Looking shocked, Willa nearly swallowed her tongue. She turned to Elle, who shrugged. “You knew?” Willa asked. “When are you going to get it? I always know,” Elle said. Pru admired a woman who always had the answers. She really hoped Elle shared some of them because she could really use a few right about now. “Burgers and hot dogs!” a guy yelled walking through the courtyard. It was Jay. He owned the food truck that usually sat out front, but now he had a tray strapped on him and was making sales left and right like he was going up and down the rows at a baseball stadium. “I’ve got beef burgers and six inches of prime sausages here! Get ’em while they’re hot!” “Six inches would do me just right,” Mrs.
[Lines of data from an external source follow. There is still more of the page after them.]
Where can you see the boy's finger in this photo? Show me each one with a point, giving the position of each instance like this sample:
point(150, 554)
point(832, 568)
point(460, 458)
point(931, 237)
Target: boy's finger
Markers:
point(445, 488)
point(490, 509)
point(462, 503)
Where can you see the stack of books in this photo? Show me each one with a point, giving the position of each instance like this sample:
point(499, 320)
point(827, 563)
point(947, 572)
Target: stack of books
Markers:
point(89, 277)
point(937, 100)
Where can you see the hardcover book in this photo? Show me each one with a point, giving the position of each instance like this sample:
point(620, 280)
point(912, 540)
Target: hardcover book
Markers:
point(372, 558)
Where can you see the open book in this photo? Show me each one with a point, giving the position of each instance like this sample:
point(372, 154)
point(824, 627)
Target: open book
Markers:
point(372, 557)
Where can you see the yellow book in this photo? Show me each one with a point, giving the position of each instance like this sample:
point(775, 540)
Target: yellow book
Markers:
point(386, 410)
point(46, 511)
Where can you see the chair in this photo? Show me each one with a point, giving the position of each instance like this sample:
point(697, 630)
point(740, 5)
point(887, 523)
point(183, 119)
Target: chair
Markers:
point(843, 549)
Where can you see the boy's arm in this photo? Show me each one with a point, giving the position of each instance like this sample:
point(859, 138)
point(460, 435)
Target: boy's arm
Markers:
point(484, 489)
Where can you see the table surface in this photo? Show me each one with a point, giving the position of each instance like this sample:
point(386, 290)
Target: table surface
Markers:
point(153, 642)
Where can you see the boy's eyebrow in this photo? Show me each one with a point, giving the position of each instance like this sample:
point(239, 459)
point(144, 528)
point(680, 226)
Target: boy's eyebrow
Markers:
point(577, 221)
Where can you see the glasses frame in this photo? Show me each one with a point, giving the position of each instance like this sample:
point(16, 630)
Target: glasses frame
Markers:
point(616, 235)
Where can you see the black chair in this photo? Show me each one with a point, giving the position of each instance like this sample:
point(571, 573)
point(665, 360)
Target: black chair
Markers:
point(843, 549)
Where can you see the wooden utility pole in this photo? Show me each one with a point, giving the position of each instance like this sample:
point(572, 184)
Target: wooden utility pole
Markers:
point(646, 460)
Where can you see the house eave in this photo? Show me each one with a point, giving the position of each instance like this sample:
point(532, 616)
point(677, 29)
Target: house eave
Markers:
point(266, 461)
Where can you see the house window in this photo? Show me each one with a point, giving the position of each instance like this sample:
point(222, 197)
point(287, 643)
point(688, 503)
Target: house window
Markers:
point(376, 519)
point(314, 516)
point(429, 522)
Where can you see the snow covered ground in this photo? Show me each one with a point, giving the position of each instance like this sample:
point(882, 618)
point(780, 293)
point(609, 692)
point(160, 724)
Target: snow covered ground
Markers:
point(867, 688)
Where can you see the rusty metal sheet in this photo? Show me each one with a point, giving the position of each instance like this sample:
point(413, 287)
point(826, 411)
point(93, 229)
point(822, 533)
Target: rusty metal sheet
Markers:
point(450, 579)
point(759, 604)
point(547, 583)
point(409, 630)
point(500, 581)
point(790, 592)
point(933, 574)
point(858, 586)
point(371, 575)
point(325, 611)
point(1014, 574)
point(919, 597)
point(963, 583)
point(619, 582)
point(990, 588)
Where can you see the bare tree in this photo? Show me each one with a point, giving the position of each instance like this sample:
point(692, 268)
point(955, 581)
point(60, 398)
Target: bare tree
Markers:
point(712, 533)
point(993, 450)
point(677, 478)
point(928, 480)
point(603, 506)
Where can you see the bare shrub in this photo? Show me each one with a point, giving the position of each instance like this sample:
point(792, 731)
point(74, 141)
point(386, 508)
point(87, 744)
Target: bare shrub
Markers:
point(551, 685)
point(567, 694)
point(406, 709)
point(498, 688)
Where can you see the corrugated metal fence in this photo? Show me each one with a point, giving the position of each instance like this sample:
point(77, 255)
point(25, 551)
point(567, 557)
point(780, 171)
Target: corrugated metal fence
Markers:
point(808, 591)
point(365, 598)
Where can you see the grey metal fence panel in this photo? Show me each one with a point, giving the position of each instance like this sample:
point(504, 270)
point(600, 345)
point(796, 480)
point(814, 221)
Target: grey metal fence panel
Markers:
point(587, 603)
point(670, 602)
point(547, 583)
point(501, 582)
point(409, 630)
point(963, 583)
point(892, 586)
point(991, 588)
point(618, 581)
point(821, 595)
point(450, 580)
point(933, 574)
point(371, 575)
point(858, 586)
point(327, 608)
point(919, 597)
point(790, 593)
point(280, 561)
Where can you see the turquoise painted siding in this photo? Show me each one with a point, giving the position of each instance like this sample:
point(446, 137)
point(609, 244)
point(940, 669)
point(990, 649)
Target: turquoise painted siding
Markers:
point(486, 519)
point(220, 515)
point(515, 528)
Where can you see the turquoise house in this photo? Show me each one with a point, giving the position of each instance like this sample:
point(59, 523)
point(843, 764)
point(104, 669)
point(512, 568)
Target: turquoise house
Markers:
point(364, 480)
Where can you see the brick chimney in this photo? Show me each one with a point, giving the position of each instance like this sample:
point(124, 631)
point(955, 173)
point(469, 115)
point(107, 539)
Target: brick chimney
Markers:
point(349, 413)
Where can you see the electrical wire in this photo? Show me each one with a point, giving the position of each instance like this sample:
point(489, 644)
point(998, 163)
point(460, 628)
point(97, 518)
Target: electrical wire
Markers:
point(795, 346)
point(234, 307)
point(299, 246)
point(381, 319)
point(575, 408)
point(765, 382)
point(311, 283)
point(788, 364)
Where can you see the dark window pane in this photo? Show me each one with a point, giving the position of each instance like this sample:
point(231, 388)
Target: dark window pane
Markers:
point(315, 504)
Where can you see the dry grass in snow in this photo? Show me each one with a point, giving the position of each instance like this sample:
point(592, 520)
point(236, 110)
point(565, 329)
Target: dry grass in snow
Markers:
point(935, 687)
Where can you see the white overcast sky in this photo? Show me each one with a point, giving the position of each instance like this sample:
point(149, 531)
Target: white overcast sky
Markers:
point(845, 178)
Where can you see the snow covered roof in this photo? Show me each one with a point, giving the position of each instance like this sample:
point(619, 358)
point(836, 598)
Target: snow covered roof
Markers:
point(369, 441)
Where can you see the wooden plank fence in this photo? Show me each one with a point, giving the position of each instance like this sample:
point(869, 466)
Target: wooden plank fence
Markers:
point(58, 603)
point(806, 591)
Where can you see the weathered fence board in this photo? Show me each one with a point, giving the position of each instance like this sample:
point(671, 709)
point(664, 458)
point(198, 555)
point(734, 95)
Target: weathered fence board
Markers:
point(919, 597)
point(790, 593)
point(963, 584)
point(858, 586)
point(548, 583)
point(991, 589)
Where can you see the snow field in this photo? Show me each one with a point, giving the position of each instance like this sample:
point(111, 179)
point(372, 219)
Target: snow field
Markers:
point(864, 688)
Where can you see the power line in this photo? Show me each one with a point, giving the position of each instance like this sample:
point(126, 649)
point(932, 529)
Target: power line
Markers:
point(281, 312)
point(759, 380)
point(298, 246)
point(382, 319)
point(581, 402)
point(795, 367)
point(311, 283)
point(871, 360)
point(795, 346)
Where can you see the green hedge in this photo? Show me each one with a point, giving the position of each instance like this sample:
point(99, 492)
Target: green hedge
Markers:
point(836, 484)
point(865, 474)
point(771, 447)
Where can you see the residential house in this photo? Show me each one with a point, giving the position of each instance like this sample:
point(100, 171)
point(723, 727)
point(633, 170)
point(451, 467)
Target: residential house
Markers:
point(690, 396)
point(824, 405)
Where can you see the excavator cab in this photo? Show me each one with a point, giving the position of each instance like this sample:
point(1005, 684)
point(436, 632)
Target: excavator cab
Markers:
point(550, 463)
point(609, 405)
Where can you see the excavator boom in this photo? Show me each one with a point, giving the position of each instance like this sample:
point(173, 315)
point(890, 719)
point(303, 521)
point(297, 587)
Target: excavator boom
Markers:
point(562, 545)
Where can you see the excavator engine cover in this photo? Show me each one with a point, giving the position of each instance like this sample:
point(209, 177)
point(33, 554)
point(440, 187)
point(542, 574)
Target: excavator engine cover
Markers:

Winslow said wistfully. “I wouldn’t know what to do with seven or eight.” Try nine, Pru thought and clapped a hand over her mouth to keep from saying it out loud. “Something you want to share with the class?” Haley asked. Most definitely not, but the vultures had the scent of roadkill and were circling. “Oh, she’ll talk,” Elle said, staring into Pru’s eyes. “She’ll talk over a loaded pie and a bottle of wine. Girls, let’s hit it.” And she walked off. “She’s so badass,” Willa whispered, staring after her. “I mean look at that dress. She’s badass, kickass, and she has a great ass. It’s really not fair.” “I can hear you,” Elle called out over her shoulder without looking back. She snapped her fingers. “Put it in gear.” And Pru, Haley, and Willa followed after her like puppies on a leash.

Chapter 24 #SuitUp

Pru had no idea how Elle did it, but by the time they got to the street, there was an Uber ride waiting on them. “Lefty’s Pizza,” Elle said to the driver. “I thought you were on a diet,” Haley said, climbing into the car. “Some days you eat salads and go to the gym,” Elle said. “And some days you eat pizza and wear yoga pants. It’s called balance.” “I always eat pizza and wear yoga pants,” Willa said. She gasped. “Does that make me unbalanced?” “No, actually, it makes you smarter than me,” Elle said with a small smile. Willa sighed. “Or maybe I’ve just given up on men.” “That’s only because you dated a few frogs,” Elle said. “That’s an extremely nice way of saying that I’m a loser magnet. And I couldn’t get rid of that one frog either. I still owe Archer for stepping in and pretending to be my boyfriend so he’d back off.” “That’s not why he backed off,” Elle said. “He backed off because Archer threatened to castrate him if he contacted you again.” Willa gaped. “He did? I was wondering at how easy he made it look.” “And you can make it look easy too,” Elle told her. “Next time you want to lose a guy, just tell them ‘I love you, I want to marry you, and I want children right away.’ They’ll run so fast they’ll leave skid marks.” Willa snorted. “I’ll keep that in mind.” Thirty minutes later they were in a booth, one bottle of wine down, another ready to go, and a large pizza on its way to being demolished. Pru’s stomach hurt, but that hadn’t slowed her down any. Willa pulled a book from her purse. “Have either of you been to that new used bookstore down the street from our building?” “I download my books right to my phone,” Elle said. “That way I can read while pretending to listen in on meetings.” “Your boss doesn’t mind?” Pru asked. “My boss knows everything,” Elle said. “And one of the things he also knows is that me doing my thing allows him to do his thing.” Made sense. “Plus, I know where the bodies are hidden,” she said. Probably she was kidding. “Well, I like the feel of a book in my hand,” Willa said and looked at Pru. “I go both ways,” Pru said and then blushed when they all laughed. “You know what I mean.”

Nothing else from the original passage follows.